Exploit as many skills as you can in your ESL lesson with collaborative and fun task-based activities to increase student engagement and communication. Asking groups to act out the end of the story or write comic strips are my favorite ways for groups to present and compare the ending of their stories.

Read: Writing a Short Book as a Fun TEYL Writing Skills Activity

2. In My Room/In My House

This is a great information gap task. It requires students to listen to another, make sense of what they’ve heard, and demonstrate their understanding through drawing. In addition to serving as an information gap task, this ESL activity enables students to practice comparing and contrasting as well.

Split the class into pairs, with each student receiving a sheet of paper. One partner will be the speaker while the other is the drawer. The speaker will describe his/her bedroom or the entire house to the drawer, who will then create it. The drawer is free to ask questions to clarify where things are. Once the drawing is complete, the students switch roles.

In the end, they will both possess a drawing of their own bedroom or house created by their classmate. As a class, you can then discuss the differences and similarities in the drawings. For example, “I have a toy box in my bedroom.
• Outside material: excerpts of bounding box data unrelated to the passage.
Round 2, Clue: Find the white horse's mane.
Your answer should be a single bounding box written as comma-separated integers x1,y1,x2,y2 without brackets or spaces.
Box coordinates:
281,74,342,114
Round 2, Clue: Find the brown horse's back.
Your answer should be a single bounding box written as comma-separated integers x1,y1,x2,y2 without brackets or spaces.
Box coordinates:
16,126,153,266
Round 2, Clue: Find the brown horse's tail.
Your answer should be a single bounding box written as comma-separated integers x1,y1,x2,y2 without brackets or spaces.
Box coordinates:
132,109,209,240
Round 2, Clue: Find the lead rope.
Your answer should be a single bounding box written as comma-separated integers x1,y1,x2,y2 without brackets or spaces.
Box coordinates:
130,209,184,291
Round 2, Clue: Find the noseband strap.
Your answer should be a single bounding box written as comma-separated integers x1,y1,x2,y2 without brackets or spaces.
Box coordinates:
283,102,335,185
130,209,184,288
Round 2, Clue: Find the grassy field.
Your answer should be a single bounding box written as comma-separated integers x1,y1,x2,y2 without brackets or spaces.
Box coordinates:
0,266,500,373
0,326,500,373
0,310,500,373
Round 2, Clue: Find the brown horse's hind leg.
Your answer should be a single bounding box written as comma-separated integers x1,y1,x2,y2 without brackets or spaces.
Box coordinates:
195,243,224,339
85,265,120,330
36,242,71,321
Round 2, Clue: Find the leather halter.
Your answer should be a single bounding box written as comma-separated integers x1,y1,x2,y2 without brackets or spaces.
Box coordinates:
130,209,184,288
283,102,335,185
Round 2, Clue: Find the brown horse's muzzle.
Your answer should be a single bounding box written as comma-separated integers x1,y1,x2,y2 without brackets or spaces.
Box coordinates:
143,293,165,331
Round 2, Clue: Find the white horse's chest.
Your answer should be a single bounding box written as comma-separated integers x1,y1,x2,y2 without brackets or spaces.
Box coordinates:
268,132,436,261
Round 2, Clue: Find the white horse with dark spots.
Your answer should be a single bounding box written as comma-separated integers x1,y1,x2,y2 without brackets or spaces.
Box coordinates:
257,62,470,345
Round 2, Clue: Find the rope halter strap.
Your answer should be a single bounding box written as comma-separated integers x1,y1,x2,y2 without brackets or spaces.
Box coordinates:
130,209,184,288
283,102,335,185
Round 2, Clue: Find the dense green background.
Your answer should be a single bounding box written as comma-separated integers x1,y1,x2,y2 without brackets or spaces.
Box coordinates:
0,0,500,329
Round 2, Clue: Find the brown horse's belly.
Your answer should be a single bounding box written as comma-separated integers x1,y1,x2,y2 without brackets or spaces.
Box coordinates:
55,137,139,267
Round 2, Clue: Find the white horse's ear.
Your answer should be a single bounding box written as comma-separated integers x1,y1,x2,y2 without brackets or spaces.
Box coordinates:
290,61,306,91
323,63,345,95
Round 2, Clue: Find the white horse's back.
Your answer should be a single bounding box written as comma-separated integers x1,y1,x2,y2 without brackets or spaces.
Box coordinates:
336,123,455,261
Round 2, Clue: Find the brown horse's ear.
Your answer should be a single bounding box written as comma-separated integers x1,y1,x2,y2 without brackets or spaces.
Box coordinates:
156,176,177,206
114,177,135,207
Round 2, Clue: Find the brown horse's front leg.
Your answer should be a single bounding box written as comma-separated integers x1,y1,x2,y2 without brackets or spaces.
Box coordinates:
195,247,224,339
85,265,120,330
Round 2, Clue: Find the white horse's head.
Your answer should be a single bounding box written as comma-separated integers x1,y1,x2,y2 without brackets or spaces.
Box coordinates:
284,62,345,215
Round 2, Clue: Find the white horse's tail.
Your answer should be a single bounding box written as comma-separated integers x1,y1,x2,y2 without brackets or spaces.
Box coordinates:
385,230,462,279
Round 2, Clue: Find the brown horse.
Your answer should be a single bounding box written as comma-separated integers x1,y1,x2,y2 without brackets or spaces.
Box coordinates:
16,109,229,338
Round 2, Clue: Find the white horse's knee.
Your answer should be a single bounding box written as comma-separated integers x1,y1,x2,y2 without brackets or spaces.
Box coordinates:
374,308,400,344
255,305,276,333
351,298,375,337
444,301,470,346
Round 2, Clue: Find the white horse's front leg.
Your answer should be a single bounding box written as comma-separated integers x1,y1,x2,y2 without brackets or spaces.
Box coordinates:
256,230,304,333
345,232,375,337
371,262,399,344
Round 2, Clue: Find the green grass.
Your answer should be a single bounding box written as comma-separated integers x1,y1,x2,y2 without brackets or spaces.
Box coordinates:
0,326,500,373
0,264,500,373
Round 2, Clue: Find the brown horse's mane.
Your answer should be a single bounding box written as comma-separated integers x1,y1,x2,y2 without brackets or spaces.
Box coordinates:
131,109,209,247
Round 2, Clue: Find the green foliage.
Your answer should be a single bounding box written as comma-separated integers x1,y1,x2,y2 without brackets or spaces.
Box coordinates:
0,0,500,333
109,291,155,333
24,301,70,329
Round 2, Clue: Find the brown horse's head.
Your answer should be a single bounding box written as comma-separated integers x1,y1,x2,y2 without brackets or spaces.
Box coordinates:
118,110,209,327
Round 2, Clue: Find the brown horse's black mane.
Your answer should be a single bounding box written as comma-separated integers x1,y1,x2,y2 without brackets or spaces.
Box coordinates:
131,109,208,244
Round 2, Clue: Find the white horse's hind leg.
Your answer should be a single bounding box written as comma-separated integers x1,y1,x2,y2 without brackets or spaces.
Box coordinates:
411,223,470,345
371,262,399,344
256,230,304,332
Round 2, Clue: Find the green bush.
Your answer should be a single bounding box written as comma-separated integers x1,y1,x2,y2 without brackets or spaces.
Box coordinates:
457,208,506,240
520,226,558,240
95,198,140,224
Timmy does, too!”, “My house has two bedrooms, but Jane’s has three”, “Mary has three soccer balls and dolls in her toy box, I have my legos and hot rods”.

3. Tracing

TEYL classes China and abroad

Tracing is one of my favorite, low-prep English activities for children in lower level classes.

Using large cut-outs of the letters or words, or even with examples written in chalk, have students trace letters or words with different parts of their bodies.
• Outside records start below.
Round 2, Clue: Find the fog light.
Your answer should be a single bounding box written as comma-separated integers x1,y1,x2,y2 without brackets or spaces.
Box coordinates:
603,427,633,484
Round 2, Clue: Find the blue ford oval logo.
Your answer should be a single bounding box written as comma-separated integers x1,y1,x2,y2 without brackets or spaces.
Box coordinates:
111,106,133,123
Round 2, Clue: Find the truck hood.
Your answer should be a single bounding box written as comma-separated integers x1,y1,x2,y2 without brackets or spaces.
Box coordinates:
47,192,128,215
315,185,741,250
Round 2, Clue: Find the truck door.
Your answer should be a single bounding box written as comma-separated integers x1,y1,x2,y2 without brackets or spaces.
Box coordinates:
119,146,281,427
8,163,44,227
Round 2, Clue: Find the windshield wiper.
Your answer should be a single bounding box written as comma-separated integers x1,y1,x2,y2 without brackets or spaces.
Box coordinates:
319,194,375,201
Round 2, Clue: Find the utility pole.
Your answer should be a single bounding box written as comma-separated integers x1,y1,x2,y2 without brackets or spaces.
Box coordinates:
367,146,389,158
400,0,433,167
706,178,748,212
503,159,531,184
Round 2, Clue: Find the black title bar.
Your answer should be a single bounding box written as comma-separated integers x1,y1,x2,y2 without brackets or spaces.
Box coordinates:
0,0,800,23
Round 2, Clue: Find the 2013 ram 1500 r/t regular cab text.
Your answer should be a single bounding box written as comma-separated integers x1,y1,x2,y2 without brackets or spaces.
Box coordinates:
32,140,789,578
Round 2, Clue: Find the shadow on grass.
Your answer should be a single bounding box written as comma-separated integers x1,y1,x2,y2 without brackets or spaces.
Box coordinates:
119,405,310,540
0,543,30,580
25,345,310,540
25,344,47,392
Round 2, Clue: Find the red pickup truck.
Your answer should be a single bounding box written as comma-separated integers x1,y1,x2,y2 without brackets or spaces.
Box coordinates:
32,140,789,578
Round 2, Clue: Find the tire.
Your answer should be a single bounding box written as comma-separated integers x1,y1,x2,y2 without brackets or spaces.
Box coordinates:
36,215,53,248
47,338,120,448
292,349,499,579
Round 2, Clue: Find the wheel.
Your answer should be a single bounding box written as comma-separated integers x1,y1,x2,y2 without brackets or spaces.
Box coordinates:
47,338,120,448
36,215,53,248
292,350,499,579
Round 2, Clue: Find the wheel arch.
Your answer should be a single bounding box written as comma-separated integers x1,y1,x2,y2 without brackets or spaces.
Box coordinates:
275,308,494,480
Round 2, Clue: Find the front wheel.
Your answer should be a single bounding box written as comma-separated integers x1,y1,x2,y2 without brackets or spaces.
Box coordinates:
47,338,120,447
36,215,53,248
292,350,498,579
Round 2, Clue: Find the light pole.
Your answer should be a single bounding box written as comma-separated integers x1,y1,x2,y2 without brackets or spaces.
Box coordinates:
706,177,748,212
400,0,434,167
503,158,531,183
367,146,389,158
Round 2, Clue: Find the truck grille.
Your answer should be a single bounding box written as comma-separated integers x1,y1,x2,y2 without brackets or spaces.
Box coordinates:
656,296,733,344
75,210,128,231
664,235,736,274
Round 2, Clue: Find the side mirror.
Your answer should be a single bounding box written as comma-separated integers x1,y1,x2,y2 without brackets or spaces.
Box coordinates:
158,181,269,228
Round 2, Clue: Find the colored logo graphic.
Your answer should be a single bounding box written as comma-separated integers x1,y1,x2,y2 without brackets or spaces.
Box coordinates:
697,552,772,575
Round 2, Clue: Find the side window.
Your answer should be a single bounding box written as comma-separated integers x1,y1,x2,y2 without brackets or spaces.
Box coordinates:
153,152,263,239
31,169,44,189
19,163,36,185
According to the teacher’s instruction they can trace with fingers, with toes, with their heads with their elbows –any body part will do.
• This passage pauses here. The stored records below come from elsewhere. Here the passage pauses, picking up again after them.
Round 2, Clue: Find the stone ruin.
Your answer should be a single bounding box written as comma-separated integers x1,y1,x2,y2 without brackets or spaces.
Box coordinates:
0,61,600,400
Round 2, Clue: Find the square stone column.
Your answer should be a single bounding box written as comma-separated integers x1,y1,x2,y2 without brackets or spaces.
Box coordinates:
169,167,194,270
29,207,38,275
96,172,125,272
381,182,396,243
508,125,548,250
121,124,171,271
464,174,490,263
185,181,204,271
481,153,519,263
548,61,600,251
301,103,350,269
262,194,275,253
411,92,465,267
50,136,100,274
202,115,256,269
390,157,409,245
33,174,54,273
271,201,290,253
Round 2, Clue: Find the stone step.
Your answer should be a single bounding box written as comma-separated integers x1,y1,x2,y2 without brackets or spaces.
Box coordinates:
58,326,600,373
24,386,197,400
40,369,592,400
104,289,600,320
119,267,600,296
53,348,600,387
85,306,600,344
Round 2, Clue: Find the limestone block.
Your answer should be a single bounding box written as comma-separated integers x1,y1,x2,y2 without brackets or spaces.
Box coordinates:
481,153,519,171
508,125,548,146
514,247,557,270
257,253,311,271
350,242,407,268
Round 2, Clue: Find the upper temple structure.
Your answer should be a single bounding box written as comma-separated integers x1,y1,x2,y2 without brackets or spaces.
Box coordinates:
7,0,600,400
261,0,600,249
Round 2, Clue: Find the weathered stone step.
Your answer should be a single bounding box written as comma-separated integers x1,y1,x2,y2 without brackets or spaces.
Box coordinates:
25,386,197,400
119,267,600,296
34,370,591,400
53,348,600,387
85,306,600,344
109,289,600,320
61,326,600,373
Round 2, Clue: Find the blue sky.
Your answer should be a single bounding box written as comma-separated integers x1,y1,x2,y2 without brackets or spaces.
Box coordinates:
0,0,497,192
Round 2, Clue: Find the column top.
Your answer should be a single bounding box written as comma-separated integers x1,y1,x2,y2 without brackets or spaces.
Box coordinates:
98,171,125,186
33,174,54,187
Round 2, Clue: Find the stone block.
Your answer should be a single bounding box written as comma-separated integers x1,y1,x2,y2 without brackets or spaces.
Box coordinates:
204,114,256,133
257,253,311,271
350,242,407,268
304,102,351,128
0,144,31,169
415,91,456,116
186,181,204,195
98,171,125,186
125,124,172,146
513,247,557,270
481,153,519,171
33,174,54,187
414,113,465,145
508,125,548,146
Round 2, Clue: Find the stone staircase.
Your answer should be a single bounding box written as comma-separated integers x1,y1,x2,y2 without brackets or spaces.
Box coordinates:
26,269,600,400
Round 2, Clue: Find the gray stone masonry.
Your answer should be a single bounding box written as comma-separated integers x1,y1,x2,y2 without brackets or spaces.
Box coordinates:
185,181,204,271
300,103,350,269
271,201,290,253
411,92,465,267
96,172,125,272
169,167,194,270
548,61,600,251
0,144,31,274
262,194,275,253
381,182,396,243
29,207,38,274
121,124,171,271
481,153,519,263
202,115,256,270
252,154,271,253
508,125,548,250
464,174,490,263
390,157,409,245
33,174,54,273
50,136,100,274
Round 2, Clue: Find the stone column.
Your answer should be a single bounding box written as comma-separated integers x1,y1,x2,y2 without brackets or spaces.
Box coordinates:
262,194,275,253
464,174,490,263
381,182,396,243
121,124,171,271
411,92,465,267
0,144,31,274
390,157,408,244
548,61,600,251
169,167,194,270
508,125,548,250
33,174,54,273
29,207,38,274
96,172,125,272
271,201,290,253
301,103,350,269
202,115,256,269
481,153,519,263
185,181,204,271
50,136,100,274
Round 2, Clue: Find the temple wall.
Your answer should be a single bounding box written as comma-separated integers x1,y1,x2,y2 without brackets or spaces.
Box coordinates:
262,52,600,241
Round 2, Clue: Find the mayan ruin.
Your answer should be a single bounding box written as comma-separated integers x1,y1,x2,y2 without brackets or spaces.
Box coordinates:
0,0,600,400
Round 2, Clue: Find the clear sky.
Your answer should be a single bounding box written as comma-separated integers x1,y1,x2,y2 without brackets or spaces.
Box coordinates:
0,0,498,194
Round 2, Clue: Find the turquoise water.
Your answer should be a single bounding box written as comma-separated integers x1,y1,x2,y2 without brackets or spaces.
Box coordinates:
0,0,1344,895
This will help cement the shape and mechanics of a letter, even without writing the letter on paper. It provides a mental template that they can then apply later.

4. Walking

If space permits, make your English activities for children as kinesthetic as possible. Walking can be done as an extension to the tracing activity if the there is access to an outdoor space. Students can be encouraged to walk the shape of a letter or word, the way their pencil would.

The walking activity can be done with guidelines on the ground or in small groups, by following the teacher with an example of the letter or word available for the students’ reference.

This TBL activity can even be expanded past walking to hopping, skipping, “swimming” and jumping. Kinesthetic activities will help your students retain interest and focus!

5. Dancing

Dancing is a fun task-based activity for kindergartens everywhere. It can be done to music, to a chant, in response to teacher instruction, or even better as a group activity for multiple students to form a word.

Of course, the song has to be in English to expose your students to authentic material. Start the song to let your students move and dance. Then pick a word that describes the theme of the song and is also part of the language they are learning. Students form the shape of the letters with their arms and legs.

Read: Teaching English with Songs

6. Writing on the Walls

Similar to tracing, students write letters and words with fingers, toes, elbows. This time, instead of using a template, they write from memory.

In this activity, they are writing the letters or words in different parts of the classroom – the floor, the walls, or even their fellow students’ hands – as instructed by the teacher.

This is a particularly fun and silly way to practice mechanics and recall, and is especially effective for teaching spelling to young children.

7. Building a Letter

Activities for TEYL classes

Using any material that is at hand – glass beads, woodblocks, leaves – have your ESL students “build” letters and words by placing these materials in the shape of a letter, both with and without a template.

This is particularly effective if they are using a material associated with the material: rocks spelled in rocks, or flower spelled in flowers.

This task-based activity for slows down student engagement with a word or letter. Instead of the purely mechanical act of writing and re-writing, they have a visual image that they can remember.